Tricky, “When We Die” (live
at 6 Music Live Room), in https://www.youtube.com/watch?v=z6Fubdh13QE
“Às
vezes, vale a pena ser como o avestruz”, atirou, entre duas nuvens densas
de tabaco após sua inalação. E ficava inerte, a olhar para o horizonte. O
horizonte que se perdia dentro do próprio horizonte, como se por dentro desse
horizonte encontrasse as respostas que diluíam os dilemas excruciantes com que
se debatia.
“Dizes:
mais vale mergulhar na piscina e travar a respiração o mais que pudermos, só
para não contarmos com as apoplexias militantes em que o mundo é pródigo?”,
devolveu, em forma de interrogação, para perceber ao que vinha o amigo com a
anterior proclamação, enquanto tentava perceber onde era o lugar distante que o
amigo fitava com um olhar extático.
“Como
metáfora, não é hipótese desavisada, a tua.”, ripostou, enquanto olhou para
o relógio duas vezes num espaço de poucos segundos, talvez pressagiando distração
na primeira observação das horas, ou entretecendo o espaço por onde denotava o embaraço
da conversa. (Logo após ter ensaiado a clarificação das suas palavras através
daquela resposta, deteve-se no seu significado. Aproveitou o silêncio que se
instalou. O amigo ainda estava a digerir a primeira proclamação após ter sido o
seu significado confirmado mercê da hipótese de metáfora por ele sugerida. O
silêncio demorado não teve o préstimo esperado. Afinal de contas, não sabia ao
certo o que queria dizer quando afirmou “às
vezes, vale a pena ser como o avestruz”. Admitiu: foram palavras avulsas.)
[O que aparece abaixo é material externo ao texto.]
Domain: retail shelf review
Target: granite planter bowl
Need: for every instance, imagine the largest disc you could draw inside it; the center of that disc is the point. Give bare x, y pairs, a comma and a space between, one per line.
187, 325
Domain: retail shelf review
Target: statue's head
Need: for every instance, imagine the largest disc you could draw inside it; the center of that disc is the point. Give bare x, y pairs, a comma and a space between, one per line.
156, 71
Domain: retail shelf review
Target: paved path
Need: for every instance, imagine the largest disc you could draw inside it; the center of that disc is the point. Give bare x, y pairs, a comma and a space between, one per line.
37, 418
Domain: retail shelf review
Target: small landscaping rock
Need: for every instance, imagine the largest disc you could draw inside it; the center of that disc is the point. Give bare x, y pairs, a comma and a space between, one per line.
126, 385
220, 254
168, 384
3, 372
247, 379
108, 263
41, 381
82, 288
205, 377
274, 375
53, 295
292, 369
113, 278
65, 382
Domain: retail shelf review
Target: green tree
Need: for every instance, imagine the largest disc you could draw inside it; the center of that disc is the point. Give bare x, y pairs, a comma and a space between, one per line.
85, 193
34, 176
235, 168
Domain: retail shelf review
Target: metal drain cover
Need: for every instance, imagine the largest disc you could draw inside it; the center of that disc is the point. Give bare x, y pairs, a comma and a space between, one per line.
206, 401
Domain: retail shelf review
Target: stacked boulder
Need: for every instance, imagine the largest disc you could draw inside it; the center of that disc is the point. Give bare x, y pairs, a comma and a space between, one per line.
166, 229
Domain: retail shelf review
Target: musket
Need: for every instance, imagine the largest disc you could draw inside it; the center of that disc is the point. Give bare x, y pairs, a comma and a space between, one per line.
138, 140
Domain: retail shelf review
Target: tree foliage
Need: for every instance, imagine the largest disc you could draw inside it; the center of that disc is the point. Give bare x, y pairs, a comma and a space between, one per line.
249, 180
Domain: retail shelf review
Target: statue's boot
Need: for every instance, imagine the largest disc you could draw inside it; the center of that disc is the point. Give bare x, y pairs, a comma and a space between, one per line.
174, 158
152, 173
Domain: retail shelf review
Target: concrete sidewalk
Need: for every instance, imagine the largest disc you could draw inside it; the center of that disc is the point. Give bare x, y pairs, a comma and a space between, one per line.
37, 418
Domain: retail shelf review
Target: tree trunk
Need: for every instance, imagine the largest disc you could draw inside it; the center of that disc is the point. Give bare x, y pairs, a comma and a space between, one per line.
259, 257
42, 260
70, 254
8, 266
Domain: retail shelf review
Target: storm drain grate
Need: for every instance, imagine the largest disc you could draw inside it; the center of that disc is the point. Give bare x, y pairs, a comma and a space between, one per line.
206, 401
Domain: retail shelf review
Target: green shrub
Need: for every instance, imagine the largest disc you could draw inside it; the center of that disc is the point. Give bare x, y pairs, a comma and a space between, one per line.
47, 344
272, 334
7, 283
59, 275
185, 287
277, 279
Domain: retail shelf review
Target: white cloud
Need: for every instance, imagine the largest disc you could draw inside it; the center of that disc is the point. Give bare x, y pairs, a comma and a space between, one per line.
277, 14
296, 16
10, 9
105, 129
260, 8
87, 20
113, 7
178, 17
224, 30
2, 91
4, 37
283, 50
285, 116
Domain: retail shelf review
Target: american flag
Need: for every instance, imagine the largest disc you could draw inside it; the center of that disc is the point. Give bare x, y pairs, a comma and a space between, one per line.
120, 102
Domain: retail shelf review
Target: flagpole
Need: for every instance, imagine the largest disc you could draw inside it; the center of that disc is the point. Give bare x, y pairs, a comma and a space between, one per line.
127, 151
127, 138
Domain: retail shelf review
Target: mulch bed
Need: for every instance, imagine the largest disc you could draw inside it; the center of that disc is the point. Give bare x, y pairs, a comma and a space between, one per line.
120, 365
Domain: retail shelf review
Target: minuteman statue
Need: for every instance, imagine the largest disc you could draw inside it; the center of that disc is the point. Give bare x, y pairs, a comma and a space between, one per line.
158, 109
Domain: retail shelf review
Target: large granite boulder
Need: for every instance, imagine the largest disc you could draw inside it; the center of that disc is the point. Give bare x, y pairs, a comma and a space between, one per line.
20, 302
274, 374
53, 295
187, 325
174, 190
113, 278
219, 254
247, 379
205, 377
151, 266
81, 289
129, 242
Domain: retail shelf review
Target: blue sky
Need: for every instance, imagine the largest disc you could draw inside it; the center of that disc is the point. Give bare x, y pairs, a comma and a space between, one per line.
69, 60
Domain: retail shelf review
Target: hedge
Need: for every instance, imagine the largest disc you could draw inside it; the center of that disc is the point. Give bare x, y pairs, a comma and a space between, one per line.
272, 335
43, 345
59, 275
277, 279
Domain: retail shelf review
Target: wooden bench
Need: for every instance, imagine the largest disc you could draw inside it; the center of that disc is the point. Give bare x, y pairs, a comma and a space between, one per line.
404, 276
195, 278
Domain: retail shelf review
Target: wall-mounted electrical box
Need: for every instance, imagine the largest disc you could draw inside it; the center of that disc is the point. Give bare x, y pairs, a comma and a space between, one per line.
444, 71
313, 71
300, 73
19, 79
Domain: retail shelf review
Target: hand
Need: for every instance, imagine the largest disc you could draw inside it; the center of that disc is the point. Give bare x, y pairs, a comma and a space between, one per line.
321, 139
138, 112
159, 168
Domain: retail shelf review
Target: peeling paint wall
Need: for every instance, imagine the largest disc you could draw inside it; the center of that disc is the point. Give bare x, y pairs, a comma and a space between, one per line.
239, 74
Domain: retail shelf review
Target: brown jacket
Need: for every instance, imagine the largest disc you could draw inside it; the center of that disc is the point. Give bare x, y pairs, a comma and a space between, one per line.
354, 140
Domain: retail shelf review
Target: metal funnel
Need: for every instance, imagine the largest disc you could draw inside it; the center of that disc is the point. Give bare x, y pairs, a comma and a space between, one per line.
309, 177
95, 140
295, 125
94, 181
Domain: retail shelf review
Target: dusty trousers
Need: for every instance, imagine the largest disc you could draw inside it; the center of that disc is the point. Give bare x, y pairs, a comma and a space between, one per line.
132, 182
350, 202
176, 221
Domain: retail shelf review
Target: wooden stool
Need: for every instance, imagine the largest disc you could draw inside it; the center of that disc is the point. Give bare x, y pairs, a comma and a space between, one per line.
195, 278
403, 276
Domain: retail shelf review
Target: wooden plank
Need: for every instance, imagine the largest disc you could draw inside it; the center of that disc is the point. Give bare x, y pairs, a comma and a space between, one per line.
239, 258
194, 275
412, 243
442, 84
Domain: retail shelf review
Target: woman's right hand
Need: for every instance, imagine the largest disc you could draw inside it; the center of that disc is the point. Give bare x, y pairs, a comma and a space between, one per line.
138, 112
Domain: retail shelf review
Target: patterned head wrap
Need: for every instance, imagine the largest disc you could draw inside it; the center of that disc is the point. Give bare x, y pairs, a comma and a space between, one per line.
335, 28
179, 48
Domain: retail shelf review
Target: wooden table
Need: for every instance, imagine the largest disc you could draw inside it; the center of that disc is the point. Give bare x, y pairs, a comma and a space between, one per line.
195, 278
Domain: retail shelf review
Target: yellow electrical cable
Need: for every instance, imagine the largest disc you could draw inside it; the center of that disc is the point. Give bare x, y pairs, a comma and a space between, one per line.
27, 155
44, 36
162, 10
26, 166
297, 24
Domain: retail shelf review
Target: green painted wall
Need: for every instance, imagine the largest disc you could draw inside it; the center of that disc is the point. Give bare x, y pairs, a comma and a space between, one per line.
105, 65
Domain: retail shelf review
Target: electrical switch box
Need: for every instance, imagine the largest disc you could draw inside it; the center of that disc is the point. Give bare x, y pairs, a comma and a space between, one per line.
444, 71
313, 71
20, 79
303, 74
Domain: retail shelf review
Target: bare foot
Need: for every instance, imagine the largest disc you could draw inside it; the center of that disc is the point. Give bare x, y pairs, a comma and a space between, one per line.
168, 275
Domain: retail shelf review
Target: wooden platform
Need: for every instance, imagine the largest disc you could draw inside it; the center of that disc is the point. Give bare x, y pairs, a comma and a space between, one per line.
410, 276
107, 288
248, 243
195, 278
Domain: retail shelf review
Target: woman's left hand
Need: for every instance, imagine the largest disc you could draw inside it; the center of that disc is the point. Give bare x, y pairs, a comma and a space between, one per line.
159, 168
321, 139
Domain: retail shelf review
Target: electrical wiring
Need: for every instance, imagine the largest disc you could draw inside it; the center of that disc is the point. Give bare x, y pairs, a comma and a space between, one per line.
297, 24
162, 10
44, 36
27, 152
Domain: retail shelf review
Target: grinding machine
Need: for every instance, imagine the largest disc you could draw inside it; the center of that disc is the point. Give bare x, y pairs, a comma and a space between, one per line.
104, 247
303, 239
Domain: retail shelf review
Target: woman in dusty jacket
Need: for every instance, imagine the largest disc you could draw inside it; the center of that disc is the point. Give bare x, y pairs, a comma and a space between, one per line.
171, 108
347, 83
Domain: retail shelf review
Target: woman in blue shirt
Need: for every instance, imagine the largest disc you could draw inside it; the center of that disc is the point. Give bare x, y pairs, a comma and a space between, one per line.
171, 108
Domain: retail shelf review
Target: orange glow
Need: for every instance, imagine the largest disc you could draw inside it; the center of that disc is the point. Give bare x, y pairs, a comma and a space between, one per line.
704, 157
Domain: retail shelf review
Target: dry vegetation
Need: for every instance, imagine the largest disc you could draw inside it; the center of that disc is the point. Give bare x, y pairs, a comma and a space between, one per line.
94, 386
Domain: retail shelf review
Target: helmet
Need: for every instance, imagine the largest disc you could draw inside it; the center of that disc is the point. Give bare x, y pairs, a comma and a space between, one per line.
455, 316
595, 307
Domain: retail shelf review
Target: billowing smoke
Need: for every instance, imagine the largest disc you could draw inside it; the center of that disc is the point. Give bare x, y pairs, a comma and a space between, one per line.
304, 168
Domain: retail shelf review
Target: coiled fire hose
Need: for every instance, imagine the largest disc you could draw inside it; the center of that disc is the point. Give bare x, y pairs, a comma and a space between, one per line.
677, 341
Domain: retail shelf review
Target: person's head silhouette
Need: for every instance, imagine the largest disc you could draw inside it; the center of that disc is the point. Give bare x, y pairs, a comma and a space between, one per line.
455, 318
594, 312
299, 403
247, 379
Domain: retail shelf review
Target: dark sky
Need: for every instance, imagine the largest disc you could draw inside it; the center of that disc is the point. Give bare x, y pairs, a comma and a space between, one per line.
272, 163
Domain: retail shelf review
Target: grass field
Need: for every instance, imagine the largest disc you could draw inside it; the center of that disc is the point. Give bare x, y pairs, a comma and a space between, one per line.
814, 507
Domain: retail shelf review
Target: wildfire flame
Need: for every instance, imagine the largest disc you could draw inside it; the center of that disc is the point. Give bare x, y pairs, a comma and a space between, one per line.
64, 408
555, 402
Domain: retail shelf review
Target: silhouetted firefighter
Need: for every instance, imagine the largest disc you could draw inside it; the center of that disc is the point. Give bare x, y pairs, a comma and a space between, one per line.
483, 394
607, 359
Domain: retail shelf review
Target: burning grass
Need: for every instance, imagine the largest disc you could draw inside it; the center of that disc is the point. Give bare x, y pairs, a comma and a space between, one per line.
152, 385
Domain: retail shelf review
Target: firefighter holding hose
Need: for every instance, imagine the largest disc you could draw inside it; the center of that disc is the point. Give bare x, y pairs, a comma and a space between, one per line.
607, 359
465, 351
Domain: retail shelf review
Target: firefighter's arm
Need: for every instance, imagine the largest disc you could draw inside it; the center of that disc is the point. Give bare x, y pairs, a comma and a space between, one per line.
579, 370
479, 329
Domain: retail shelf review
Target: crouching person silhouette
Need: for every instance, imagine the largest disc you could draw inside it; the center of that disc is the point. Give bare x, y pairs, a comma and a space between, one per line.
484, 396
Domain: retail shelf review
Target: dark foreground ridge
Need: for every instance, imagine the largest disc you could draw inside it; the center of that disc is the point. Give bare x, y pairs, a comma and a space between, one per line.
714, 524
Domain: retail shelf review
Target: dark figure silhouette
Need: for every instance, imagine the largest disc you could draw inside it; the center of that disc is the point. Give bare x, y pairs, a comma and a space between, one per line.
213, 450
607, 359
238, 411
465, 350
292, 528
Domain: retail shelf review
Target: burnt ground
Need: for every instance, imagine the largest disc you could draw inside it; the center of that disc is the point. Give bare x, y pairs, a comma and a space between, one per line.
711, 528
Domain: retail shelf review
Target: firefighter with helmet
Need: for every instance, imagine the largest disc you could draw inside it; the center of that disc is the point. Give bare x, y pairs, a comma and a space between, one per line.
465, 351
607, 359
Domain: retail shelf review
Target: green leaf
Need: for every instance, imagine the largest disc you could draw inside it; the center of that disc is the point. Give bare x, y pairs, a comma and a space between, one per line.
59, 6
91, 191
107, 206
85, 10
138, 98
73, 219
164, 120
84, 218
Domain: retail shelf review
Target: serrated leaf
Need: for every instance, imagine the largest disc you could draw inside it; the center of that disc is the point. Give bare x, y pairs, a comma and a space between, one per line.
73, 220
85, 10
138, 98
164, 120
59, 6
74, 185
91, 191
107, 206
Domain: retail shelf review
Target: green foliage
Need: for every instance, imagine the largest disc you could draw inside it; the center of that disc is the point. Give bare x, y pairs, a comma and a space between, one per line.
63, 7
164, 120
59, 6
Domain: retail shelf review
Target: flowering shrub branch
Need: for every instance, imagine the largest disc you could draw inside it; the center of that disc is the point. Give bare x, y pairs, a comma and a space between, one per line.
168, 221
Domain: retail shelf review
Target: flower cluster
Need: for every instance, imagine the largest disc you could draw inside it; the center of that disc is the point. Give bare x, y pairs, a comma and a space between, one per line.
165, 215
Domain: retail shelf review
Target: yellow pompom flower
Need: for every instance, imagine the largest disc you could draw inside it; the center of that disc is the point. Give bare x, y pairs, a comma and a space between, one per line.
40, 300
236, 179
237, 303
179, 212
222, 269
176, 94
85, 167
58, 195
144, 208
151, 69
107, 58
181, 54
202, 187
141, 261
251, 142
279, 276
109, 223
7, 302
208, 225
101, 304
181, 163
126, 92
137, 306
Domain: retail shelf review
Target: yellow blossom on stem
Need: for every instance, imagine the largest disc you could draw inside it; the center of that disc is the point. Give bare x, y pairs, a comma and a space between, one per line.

O amigo desibernou, mexendo-se como se estivesse desconfortável – e não era
com o lugar que ocupava, era com a explicação alvitrada: “O teu argumento é este: é melhor fazermos de conta que os problemas não
existem, ou devemos desviar o olhar quando os problemas connosco chocam de
frente?”, e rematou a interrogação com um esgar que mostrava, ao mesmo
tempo, incompreensão e desprezo caso o amigo confirmasse a teoria.
“O
que ganhas em mergulhar nos problemas, nos problemas que são homéricos, se
sabes à partida que te vão derrotar?”, olhando o amigo nos olhos, pela
primeira vez desde que a conversa tinha começado.
“Essa
agora! Insinuas que não temos o sobressalto das coisas que inquietam se
fizermos de conta que elas não existem?”, disparou, visivelmente enervado.
“Encontras
alternativa?”, foi a sua vez de formular uma interrogação, enquanto voltava
a perder o olhar no palimpsesto do horizonte.
“Sim.
Mergulha na piscina olímpica, esta à nossa frente, e nada em apneia até ficares
cansado. Nota bem: não digo que pares no momento em que precisares de vir à
superfície, por exaustão da apneia. Leva o teu esforço até ao limite. Verás que
resolves todos os problemas. De uma vez por todas.”